Il admet cependant que le vice tiré de l’audition simultanée de plusieurs témoins dans le cadre d’une procédure disciplinaire puisse être « danthonysé », et rappelle à cet égard le considérant de principe de son désormais célèbre arrêt « Danthony » du 23 décembre 2011 (n°335033) dans lequel il a jugé que :
« Si les actes administratifs doivent être pris selon les formes et conformément aux procédures prévues par les lois et règlements, un vice affectant le déroulement d’une procédure administrative préalable, suivie à titre obligatoire ou facultatif, n’est de nature à entacher d’illégalité la décision prise que s’il a été susceptible d’exercer, en l’espèce, une influence sur le sens de cette décision ou s’il a privé les intéressés d’une garantie ».

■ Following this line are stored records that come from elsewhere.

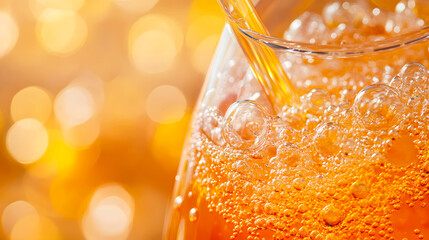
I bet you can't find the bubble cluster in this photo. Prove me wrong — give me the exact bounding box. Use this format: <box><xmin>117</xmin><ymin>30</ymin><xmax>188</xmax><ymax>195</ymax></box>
<box><xmin>179</xmin><ymin>61</ymin><xmax>429</xmax><ymax>239</ymax></box>
<box><xmin>353</xmin><ymin>84</ymin><xmax>405</xmax><ymax>130</ymax></box>
<box><xmin>284</xmin><ymin>0</ymin><xmax>425</xmax><ymax>45</ymax></box>
<box><xmin>223</xmin><ymin>100</ymin><xmax>269</xmax><ymax>149</ymax></box>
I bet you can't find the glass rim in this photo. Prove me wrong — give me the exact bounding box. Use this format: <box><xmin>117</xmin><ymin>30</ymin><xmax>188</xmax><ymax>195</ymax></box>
<box><xmin>239</xmin><ymin>25</ymin><xmax>429</xmax><ymax>56</ymax></box>
<box><xmin>221</xmin><ymin>3</ymin><xmax>429</xmax><ymax>57</ymax></box>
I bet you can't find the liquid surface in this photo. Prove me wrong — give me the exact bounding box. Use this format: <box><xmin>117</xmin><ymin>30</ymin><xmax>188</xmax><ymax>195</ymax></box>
<box><xmin>166</xmin><ymin>1</ymin><xmax>429</xmax><ymax>240</ymax></box>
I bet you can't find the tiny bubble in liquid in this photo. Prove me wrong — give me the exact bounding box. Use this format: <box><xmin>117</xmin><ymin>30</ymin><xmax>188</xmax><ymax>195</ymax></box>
<box><xmin>222</xmin><ymin>100</ymin><xmax>270</xmax><ymax>150</ymax></box>
<box><xmin>189</xmin><ymin>208</ymin><xmax>199</xmax><ymax>223</ymax></box>
<box><xmin>174</xmin><ymin>196</ymin><xmax>183</xmax><ymax>209</ymax></box>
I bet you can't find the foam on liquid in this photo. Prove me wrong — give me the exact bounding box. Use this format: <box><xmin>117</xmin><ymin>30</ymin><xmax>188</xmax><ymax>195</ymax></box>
<box><xmin>175</xmin><ymin>1</ymin><xmax>429</xmax><ymax>239</ymax></box>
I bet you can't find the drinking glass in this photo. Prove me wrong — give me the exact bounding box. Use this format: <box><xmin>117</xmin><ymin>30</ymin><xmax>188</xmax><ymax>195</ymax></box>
<box><xmin>165</xmin><ymin>0</ymin><xmax>429</xmax><ymax>239</ymax></box>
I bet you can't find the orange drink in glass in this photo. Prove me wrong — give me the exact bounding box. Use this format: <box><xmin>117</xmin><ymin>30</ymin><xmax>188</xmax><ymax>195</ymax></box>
<box><xmin>165</xmin><ymin>0</ymin><xmax>429</xmax><ymax>240</ymax></box>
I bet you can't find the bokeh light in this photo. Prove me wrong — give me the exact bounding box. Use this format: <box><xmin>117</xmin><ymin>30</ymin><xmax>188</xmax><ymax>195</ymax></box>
<box><xmin>79</xmin><ymin>0</ymin><xmax>112</xmax><ymax>21</ymax></box>
<box><xmin>146</xmin><ymin>85</ymin><xmax>186</xmax><ymax>123</ymax></box>
<box><xmin>192</xmin><ymin>34</ymin><xmax>219</xmax><ymax>74</ymax></box>
<box><xmin>82</xmin><ymin>184</ymin><xmax>134</xmax><ymax>240</ymax></box>
<box><xmin>10</xmin><ymin>86</ymin><xmax>52</xmax><ymax>123</ymax></box>
<box><xmin>186</xmin><ymin>15</ymin><xmax>225</xmax><ymax>49</ymax></box>
<box><xmin>10</xmin><ymin>215</ymin><xmax>61</xmax><ymax>240</ymax></box>
<box><xmin>29</xmin><ymin>0</ymin><xmax>85</xmax><ymax>17</ymax></box>
<box><xmin>114</xmin><ymin>0</ymin><xmax>158</xmax><ymax>14</ymax></box>
<box><xmin>63</xmin><ymin>117</ymin><xmax>100</xmax><ymax>149</ymax></box>
<box><xmin>6</xmin><ymin>118</ymin><xmax>49</xmax><ymax>164</ymax></box>
<box><xmin>0</xmin><ymin>12</ymin><xmax>19</xmax><ymax>58</ymax></box>
<box><xmin>37</xmin><ymin>8</ymin><xmax>88</xmax><ymax>55</ymax></box>
<box><xmin>105</xmin><ymin>76</ymin><xmax>144</xmax><ymax>124</ymax></box>
<box><xmin>128</xmin><ymin>14</ymin><xmax>183</xmax><ymax>74</ymax></box>
<box><xmin>1</xmin><ymin>200</ymin><xmax>38</xmax><ymax>236</ymax></box>
<box><xmin>54</xmin><ymin>86</ymin><xmax>95</xmax><ymax>128</ymax></box>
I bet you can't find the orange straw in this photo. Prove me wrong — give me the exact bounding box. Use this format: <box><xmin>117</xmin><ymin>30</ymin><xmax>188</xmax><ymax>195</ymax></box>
<box><xmin>218</xmin><ymin>0</ymin><xmax>298</xmax><ymax>113</ymax></box>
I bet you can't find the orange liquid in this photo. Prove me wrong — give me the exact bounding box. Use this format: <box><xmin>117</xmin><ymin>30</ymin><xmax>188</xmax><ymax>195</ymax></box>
<box><xmin>166</xmin><ymin>0</ymin><xmax>429</xmax><ymax>240</ymax></box>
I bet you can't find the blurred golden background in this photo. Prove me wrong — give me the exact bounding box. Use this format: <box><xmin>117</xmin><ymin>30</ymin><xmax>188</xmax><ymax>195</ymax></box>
<box><xmin>0</xmin><ymin>0</ymin><xmax>224</xmax><ymax>240</ymax></box>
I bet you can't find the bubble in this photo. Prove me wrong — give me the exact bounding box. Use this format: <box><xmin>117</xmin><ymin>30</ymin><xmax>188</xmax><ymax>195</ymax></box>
<box><xmin>174</xmin><ymin>196</ymin><xmax>183</xmax><ymax>209</ymax></box>
<box><xmin>423</xmin><ymin>162</ymin><xmax>429</xmax><ymax>173</ymax></box>
<box><xmin>303</xmin><ymin>89</ymin><xmax>330</xmax><ymax>115</ymax></box>
<box><xmin>350</xmin><ymin>180</ymin><xmax>370</xmax><ymax>198</ymax></box>
<box><xmin>321</xmin><ymin>204</ymin><xmax>343</xmax><ymax>226</ymax></box>
<box><xmin>54</xmin><ymin>86</ymin><xmax>96</xmax><ymax>127</ymax></box>
<box><xmin>189</xmin><ymin>208</ymin><xmax>199</xmax><ymax>223</ymax></box>
<box><xmin>322</xmin><ymin>0</ymin><xmax>370</xmax><ymax>27</ymax></box>
<box><xmin>397</xmin><ymin>63</ymin><xmax>428</xmax><ymax>98</ymax></box>
<box><xmin>292</xmin><ymin>178</ymin><xmax>306</xmax><ymax>190</ymax></box>
<box><xmin>352</xmin><ymin>84</ymin><xmax>405</xmax><ymax>130</ymax></box>
<box><xmin>314</xmin><ymin>122</ymin><xmax>344</xmax><ymax>155</ymax></box>
<box><xmin>280</xmin><ymin>105</ymin><xmax>305</xmax><ymax>129</ymax></box>
<box><xmin>223</xmin><ymin>100</ymin><xmax>270</xmax><ymax>150</ymax></box>
<box><xmin>270</xmin><ymin>117</ymin><xmax>298</xmax><ymax>145</ymax></box>
<box><xmin>284</xmin><ymin>12</ymin><xmax>328</xmax><ymax>43</ymax></box>
<box><xmin>202</xmin><ymin>107</ymin><xmax>225</xmax><ymax>146</ymax></box>
<box><xmin>277</xmin><ymin>143</ymin><xmax>302</xmax><ymax>167</ymax></box>
<box><xmin>340</xmin><ymin>89</ymin><xmax>356</xmax><ymax>109</ymax></box>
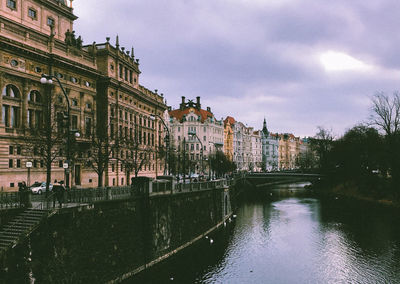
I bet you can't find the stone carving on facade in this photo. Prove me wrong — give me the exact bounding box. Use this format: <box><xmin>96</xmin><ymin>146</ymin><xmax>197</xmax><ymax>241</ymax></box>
<box><xmin>64</xmin><ymin>29</ymin><xmax>83</xmax><ymax>50</ymax></box>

En l’espèce, le Conseil d’État relève qu’« il ressort des énonciations de l’arrêt attaqué que, au cours de la séance du conseil de discipline consulté sur la mesure de licenciement pour insuffisance professionnelle envisagée à l’égard de M. A…, les témoins cités par l’administration, respectivement le secrétaire général et le directeur des ressources humaines de la préfecture au sein de laquelle M. A… était affecté, ont été appelés simultanément et ont témoigné en présence l’un de l’autre, en méconnaissance des dispositions de l’article 5 du décret du 25 octobre 1984 citées au point 3. ».
Or, en jugeant que cette irrégularité avait, par elle-même, privé l’agent d’une garantie, sans toutefois rechercher si, en l’espèce, cette méconnaissance avait, eu égard aux fonctions exercées par les témoins, à l’origine de leur citation et à la teneur de leurs propos, effectivement privé l’intéressé de la garantie qui s’attache à la sincérité des témoignages, le Conseil d’État estime que les juges d’appel ont entaché leur arrêt d’une erreur de droit.
Le Conseil d’État ayant renvoyé l’affaire devant la Cour administrative d’appel de Lyon, il appartiendra à cette dernière d’apprécier si le vice de procédure précité a effectivement privé l’intéressé de la garantie qui s’attache à la sincérité des témoignages.